Hacking the 75mm f/1.8 Heliar
Several days ago I realized that at the closest focus stop of the 75mm f/1.8 Heliar there is about .7mm of focusing cam depth available to travel for the RF cam follower to further interface with. Sorry, I'm meaning to say that the lens was possibly built with closer focusing in mind since there is ample space for extra travel of the cam.
So today I took apart the lens. Had it down to the two parts of the helicoid and saw where I need to cut an extra 6mm in order to allow the helicoid to turn a bit more and bring the lens to .7 or even .65m for close focus.
The thing that stopped me is my lack of a very narrow spanner wrench. Sitting about 20mm deep, between the outer helical threads and an inner sleeve which translates the motion of the helicoid to a stationary cam, is a brass lockring that holds the sleeve in. If the sleeve can be removed, the camera-side of the outer helical can be machined out by perhaps 6mm to allow the three stops to travel a bit farther and decrease the focusing distance.
Once the outer barrel was machined, the close-limit hard stop on the mount itself would have to be relieved in order for all that hard machining work to be worth anything (or the limit screw can just be removed.)
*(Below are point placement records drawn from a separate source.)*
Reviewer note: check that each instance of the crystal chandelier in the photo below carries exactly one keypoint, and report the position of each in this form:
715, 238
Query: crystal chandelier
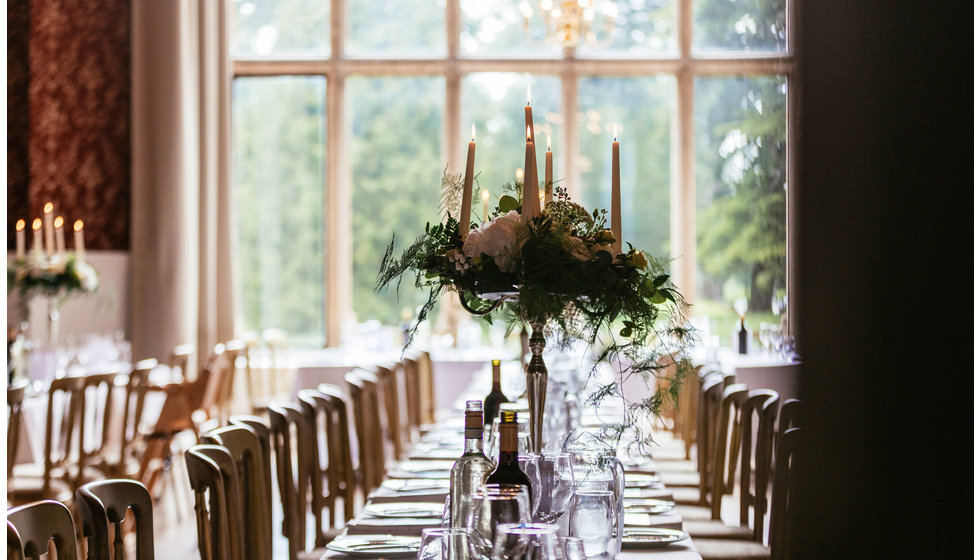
569, 22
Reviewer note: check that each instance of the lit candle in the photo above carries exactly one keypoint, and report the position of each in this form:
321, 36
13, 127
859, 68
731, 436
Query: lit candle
467, 202
21, 238
614, 210
48, 228
79, 241
59, 229
36, 226
528, 196
548, 191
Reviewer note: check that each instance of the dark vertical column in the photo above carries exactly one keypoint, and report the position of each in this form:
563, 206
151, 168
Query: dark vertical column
885, 278
18, 130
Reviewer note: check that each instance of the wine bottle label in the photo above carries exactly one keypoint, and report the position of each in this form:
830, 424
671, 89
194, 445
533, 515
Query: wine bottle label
508, 438
474, 424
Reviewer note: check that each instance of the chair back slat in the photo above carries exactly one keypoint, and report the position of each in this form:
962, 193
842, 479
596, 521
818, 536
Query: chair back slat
245, 449
291, 435
214, 480
15, 412
107, 501
39, 523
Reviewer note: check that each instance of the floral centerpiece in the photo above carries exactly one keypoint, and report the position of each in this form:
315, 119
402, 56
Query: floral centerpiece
49, 270
557, 266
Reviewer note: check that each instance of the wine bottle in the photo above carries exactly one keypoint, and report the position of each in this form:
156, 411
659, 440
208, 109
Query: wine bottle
508, 469
471, 469
491, 404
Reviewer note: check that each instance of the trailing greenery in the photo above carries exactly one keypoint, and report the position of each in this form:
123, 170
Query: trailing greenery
562, 268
There are a few issues with this approach though.
*The cam is a floating unit that is moved inside the aforementioned sleeve with three nylon rollers. If the outer helical is machined to allow extra movement of the rollers, the roller channels would overlap and the cam would have to be held in place with a thin wavy washer to act as a spring in order for the nylon rollers to not "jump" when they travel past the manufacturer's original limits. I don't see this as a problem so much as a possible issue.
*The machining would have to be done rather precisely as the 3 rollers' movement doesn't so much control the rate of the movement of the cam but definitely affects the smoothness with which the cam moves. It looks as if just one roller would be enough to impart motion to the sleeve for cam movement so this would save a lot of work.
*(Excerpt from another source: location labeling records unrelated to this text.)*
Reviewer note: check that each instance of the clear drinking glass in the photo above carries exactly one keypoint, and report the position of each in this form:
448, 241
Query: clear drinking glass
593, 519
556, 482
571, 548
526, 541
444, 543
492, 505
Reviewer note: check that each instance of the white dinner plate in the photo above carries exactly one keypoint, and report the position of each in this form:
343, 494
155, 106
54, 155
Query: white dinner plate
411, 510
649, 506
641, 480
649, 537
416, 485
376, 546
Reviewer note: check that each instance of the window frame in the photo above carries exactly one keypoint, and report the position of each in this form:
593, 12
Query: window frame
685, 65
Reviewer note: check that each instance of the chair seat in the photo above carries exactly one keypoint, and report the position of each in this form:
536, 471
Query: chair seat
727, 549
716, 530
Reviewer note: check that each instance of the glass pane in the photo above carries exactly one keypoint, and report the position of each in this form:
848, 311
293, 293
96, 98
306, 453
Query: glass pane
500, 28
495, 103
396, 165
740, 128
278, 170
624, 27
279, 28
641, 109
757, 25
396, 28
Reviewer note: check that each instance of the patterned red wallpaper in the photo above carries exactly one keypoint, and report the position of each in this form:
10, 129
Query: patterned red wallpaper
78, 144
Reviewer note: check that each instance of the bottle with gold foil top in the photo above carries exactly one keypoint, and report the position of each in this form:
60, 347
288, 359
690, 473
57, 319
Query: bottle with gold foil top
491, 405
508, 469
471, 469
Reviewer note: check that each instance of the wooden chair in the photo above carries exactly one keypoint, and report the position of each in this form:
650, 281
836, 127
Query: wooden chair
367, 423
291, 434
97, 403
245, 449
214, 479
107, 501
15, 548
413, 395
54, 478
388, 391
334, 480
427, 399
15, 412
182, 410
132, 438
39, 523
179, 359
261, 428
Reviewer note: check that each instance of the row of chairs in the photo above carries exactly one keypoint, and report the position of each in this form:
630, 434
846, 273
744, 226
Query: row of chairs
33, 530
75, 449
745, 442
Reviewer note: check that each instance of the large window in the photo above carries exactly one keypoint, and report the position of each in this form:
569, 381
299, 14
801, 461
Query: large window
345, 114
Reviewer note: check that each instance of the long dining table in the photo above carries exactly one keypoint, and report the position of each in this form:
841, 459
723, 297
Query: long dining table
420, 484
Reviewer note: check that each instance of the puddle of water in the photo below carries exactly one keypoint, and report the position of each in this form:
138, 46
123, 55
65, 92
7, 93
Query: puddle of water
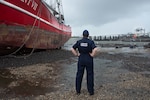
5, 77
22, 87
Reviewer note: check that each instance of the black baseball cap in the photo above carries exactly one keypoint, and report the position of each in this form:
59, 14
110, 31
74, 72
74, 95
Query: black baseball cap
86, 33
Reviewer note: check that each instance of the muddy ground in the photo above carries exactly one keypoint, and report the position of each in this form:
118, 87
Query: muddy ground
50, 75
Sorry I didn't take photos to demonstrate it all. The lens is pretty simple to operate on in case someone wants to tackle it. If one were to have a focusing issue with the lens it is extremely easy to correct by adding or subtracting shims which reside just under the focusing cam which is held in by a lockring and easily removed with a normal spanner.
If I actually go ahead with this operation, I'll make sure to have a macro-capable camera nearby so I can document the process in photos.